Guidelines for prescribing cyclosporine:

Reference: BerthJones J, Exton LS, Ladoyanni E, Mohd Mustapa MF, Tebbs V, Yesudian PD, Levell NJ. British Association of Dermatologists guidelines for the safe and effective prescribing of oral cyclosporine in dermatology 2018. British Journal of Dermatology. 2019 Jan 17.

Checklist for clinicians - prior to prescribing cyclosporine

  1. Take a full drug history keeping in mind possible interactions.
  2. Perform a physical examination.
  3. Ensure there are no contraindications to cyclosporine use
  4. Check results of baseline investigations
    1. a) Full blood count (FBC)
    2. b) Urea and electrolytes and calculate a reliable mean baseline creatinine
    3. c) Liver blood tests
    4. d) Urate, urinalysis and lipid levels
    5. e) Hepatitis B and C serology (by clinician judgement in children)
    6. f) HIV serology, especially in high-risk groups (by clinician judgement in children)
    7. g) Varicella zoster virus (VZV) serology (unless previously vaccinated)
    8. h) Interferon-γ release assay and, if indicated, chest X-Ray (CXR) when risk factors for tuberculosis exist
  5. Give special consideration to the following:
    1. a) Children
    2. b) Hepatic and renal impairment
    3. c) VZV non-immune: immunisation required
    4. d) Hepatitis B virus non-immune: consider immunisation in at-risk groups
  6. Formulate a plan for duration and eventual withdrawal of therapy.
  7. Complete checklist of what to tell patients prior to prescribing cyclosporine
  8. For unlicensed indications record provision of explanation of prescribing precedent in the patient’s notes.
  9. Supply with a PIL (if not previously) and record provision in case notes.

Checklist of what to tell patients and their carers prior to prescribing cyclosporine

  1. Explain that cyclosporine works by partially suppressing the immune system and the dose depends partly on body weight.
  2. Explain that the onset of therapeutic benefit of cyclosporine can be rapid and once improvement has been achieved the dose will be reduced gradually in steps of 0.5-1 mg/kg body weight, to the lowest effective dose.
  3. Advise that short courses of treatment lasting 2 to 4 months are recommended.
  4. Emphasize the need for monitoring for toxicity, with regular blood tests and blood pressure reading.
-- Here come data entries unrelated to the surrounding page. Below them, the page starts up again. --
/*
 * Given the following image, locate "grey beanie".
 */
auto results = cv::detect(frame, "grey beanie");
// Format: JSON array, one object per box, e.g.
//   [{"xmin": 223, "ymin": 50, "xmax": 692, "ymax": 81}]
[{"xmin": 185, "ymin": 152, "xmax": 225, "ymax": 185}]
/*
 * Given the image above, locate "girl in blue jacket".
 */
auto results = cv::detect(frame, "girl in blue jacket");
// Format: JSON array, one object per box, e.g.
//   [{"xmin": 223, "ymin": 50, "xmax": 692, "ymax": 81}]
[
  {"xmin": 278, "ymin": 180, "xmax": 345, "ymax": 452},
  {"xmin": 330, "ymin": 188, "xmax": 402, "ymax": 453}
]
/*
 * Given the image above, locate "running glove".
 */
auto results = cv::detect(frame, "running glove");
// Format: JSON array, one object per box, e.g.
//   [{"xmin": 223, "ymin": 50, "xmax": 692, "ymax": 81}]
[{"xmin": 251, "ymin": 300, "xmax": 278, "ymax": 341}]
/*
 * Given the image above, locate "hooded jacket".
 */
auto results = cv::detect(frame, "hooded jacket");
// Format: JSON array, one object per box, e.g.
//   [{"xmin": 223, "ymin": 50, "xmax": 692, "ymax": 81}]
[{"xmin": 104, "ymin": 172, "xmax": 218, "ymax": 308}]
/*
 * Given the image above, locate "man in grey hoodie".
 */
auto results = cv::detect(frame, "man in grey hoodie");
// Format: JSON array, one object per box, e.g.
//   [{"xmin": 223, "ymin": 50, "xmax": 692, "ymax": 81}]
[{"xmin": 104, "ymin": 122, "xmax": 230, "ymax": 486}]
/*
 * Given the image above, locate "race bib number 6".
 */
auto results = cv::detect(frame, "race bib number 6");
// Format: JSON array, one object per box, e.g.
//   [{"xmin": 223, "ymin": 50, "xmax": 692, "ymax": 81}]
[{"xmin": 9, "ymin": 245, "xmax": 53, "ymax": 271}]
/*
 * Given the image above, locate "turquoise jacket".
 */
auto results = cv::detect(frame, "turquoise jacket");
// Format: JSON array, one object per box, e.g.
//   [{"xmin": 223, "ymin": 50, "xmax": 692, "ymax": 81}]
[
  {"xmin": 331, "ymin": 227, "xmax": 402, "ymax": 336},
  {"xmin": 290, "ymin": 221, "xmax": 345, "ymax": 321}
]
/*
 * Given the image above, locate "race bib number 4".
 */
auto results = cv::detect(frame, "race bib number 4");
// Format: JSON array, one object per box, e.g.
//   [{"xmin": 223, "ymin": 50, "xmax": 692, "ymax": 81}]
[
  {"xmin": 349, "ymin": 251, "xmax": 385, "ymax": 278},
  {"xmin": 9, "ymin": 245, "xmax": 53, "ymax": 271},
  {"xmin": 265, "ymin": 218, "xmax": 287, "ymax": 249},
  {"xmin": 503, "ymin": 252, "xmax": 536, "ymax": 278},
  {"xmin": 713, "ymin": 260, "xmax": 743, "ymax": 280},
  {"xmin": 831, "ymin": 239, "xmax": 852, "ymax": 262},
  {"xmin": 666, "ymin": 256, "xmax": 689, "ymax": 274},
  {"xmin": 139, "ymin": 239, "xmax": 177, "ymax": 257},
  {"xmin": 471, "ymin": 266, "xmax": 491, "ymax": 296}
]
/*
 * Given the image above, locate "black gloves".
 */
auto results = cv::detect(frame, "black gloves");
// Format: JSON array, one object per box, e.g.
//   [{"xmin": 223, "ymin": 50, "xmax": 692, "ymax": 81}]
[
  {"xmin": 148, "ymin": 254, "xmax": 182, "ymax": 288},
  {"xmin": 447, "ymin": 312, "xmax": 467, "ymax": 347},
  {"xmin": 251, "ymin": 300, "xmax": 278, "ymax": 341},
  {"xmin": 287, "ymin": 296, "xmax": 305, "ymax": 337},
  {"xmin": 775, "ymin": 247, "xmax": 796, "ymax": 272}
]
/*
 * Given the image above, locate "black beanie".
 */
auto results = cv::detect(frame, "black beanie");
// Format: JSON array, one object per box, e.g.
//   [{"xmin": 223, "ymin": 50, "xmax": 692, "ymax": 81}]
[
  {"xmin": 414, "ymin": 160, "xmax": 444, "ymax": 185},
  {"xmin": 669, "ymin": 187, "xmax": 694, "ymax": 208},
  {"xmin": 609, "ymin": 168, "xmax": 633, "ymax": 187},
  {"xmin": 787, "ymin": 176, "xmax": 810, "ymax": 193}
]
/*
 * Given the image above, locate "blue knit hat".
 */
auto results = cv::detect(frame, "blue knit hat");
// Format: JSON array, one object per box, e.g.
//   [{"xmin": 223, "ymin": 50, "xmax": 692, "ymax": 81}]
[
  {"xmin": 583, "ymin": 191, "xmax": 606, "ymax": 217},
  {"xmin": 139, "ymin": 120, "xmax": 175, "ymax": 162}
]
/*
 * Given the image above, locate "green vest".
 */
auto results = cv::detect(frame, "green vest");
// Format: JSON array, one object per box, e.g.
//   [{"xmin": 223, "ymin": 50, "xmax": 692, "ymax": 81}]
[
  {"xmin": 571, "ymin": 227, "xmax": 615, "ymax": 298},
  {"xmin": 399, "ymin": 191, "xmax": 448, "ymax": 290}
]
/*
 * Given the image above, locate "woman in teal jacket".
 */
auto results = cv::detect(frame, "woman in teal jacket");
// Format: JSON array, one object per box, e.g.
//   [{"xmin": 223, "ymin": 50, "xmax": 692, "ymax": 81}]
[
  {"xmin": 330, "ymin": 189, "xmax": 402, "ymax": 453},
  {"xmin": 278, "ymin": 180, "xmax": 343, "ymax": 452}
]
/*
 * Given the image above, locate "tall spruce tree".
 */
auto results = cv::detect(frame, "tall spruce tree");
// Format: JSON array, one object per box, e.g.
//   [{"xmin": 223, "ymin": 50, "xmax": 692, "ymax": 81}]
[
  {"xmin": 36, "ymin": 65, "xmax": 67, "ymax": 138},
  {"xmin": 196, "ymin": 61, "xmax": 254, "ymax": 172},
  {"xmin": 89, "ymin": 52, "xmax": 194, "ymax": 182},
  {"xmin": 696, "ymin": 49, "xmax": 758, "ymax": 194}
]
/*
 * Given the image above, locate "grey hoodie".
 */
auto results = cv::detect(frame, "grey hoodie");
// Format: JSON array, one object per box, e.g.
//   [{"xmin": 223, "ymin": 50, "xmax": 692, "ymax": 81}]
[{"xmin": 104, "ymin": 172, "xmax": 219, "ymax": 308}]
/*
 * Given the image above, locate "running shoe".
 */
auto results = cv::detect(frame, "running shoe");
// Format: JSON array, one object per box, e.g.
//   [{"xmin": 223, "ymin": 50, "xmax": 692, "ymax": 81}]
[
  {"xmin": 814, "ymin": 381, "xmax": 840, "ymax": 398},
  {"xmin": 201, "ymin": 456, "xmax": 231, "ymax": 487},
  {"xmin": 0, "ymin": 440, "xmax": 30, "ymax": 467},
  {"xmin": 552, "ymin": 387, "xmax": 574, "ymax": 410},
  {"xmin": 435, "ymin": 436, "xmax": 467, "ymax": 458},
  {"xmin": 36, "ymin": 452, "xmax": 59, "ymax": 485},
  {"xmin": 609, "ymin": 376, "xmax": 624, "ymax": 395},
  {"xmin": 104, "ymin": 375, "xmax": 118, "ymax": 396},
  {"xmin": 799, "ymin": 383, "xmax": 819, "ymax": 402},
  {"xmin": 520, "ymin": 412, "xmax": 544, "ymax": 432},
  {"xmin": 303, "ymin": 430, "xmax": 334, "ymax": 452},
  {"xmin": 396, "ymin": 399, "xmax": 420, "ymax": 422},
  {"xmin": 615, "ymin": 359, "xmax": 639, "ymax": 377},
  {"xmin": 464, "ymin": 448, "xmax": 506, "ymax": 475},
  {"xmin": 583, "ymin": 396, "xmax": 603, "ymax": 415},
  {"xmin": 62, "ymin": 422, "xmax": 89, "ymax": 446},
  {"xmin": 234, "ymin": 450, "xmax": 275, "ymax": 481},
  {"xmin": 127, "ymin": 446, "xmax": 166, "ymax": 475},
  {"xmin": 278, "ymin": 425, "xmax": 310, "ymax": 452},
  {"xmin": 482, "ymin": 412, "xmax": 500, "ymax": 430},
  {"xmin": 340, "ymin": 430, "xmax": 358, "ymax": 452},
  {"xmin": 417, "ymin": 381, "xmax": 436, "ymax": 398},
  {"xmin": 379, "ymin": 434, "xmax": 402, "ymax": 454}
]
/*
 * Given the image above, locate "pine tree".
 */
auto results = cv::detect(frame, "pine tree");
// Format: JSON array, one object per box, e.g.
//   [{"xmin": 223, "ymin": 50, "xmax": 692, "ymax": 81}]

Patients unable to comply should not be given the drug
  5. Advise patients and their carers of the most common side effects.
  6. Advise patient and their carers about good oral hygiene (to avoid gingival hyperplasia).
  7. Explain if usage is for a licensed or unlicensed indication. For unlicensed indications give a clear explanation of prescribing precedent.
  8. Advise patients and their carers to seek urgent medical attention if they develop signs or symptoms of renal impairment. Specifically warn patient about:
    1. a) Fever/flu-like illness
    2. b) Mouth ulceration
    3. c) Tiredness
    4. d) Unexplained bruising or bleeding of the gums
    5. e) Nausea, vomiting, abdominal pain or dark urine
    6. f) Breathlessness or cough
  9. Advise that grapefruit or grapefruit juice should be avoided while taking cyclosporine.
  10. Advise that live-attenuated vaccines should be avoided during treatment and other vaccinations may be less effective.
  11. Advise patients who have not had chickenpox and their carers to inform their doctor promptly if they come into contact with anyone with chicken pox or shingles.
  12. Advise female lactating patients that cyclosporine can pass into the milk and has the potential to cause adverse drug reactions in breastfed newborns/infants
  13. Caution regarding pregnancy and emphasize that if a patient does become pregnant they need to inform their doctor as soon as possible.
  14. Warn about potential drug interactions (also detailed in the PIL) and the need to warn other healthcare professionals prescribing concurrent medication that they are taking cyclosporine.
  15. Ask patients and their carers if they have any other concerns about cyclosporine.